My heart clenches painfully in my chest. He brought him back for questioning, sure, but maybe he still held faith that he could save his long-lost friend. And that will never happen, because of me.
My broken murmur fills in the space between us. “I’m sorry I cost you your brother’s life.”
His gaze levels with mine, and he shakes his head. “Don’t burden yourself with his death, Aimee. Vladymyr was long gone before I even slid my knife into his neck. That creature that was wearing his skin was just a mindless puppet for Morweena to pull her evil strings. There is no room for sentimentality amid a war.”
Although I understand his reasoning, I can’t help but feel accountable for what transpired tonight. My recklessness deprived him of useful information that he could have uncovered, and of any chance to redeem the mind and soul of his brother in arms.
“Did you find a cure?”
He shakes his head no, the finality of the gesture sinking into my bones. “There is no cure, little umbra. Once turned, onpyrs only live to serve the purpose and commands of their mistress. All their previous lives, their beliefs, their dreams and aspirations—everything gets wiped clean. Only true darkness remains. There is no soul left to salvage.” He swirls his goblet of bloodwine and downs it in one go. “The only thing we can do is kill them. Once beheaded, their eyes turn back to normal, the connection to Morweena severed. But we can’t fight them off forever. The hordes of onpyr creatures are threatening to subdueour own, our numbers dwindling with each town they empty. If they reach Drovillan, if they storm the castle and succeed…” Oh gods, panic prickles the back of my head as I sense where this is going. “If Sangeries falls, the rest of the kingdom will follow.” I finish the rest of his thought with a trembling voice.
“And if Wrahta falls, Ryawarath and Reweroth won’t stand a fighting chance.” His gaze hardens infinitesimally, and my lungs stop working for a fraction of a second, preparing me for what’s coming.
“The only way to win this war is by defeating Morweena herself. But none of us stands even a remote chance of getting close to her. After all these years, we don’t even know how she looks like, not firsthand. We gathered scraps of information here and there, and we know she’s a tall sorceress with a blazing red mane, ivory skin and soulless, ash-white eyes. No vampire who has fallen into her clutches has escaped unscathed.” His fists clench at his side, and I almost reach to touch him, to soothe his pain away, but I catch myself in time, hugging my midsection instead.

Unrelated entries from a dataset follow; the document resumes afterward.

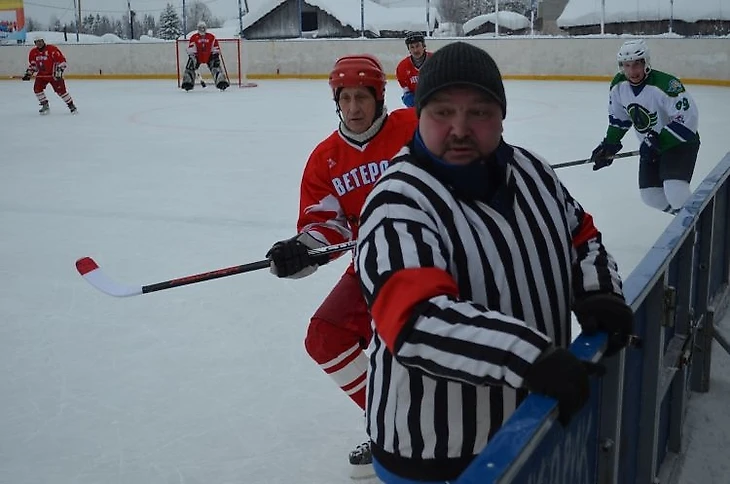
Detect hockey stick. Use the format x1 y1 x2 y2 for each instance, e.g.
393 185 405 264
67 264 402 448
550 150 640 170
75 240 357 297
218 50 232 88
195 69 206 88
9 73 53 80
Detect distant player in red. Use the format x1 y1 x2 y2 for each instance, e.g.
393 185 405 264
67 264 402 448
22 36 77 115
182 21 229 91
396 31 431 107
265 54 418 478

“I’m afraid I don’t even have any hope of defeating her on my own, not even with all the lethal power of my crimson shadows.”
“Not on your own…” I repeat, a cavernous pit forming in the depths of my soul. The wine glass slips from my shaking hand, shattering on the stone floor in front of the fireplace. The ruby liquid spills on the ground, blending with the broken crystals in a foreboding manner.
“That’s why you had me kidnapped, believing me to be my twin. The prophecy… You need Aurora to defeat Morweena.”
Bloody hell! Imiryion is utterly and inexorably FUCKED.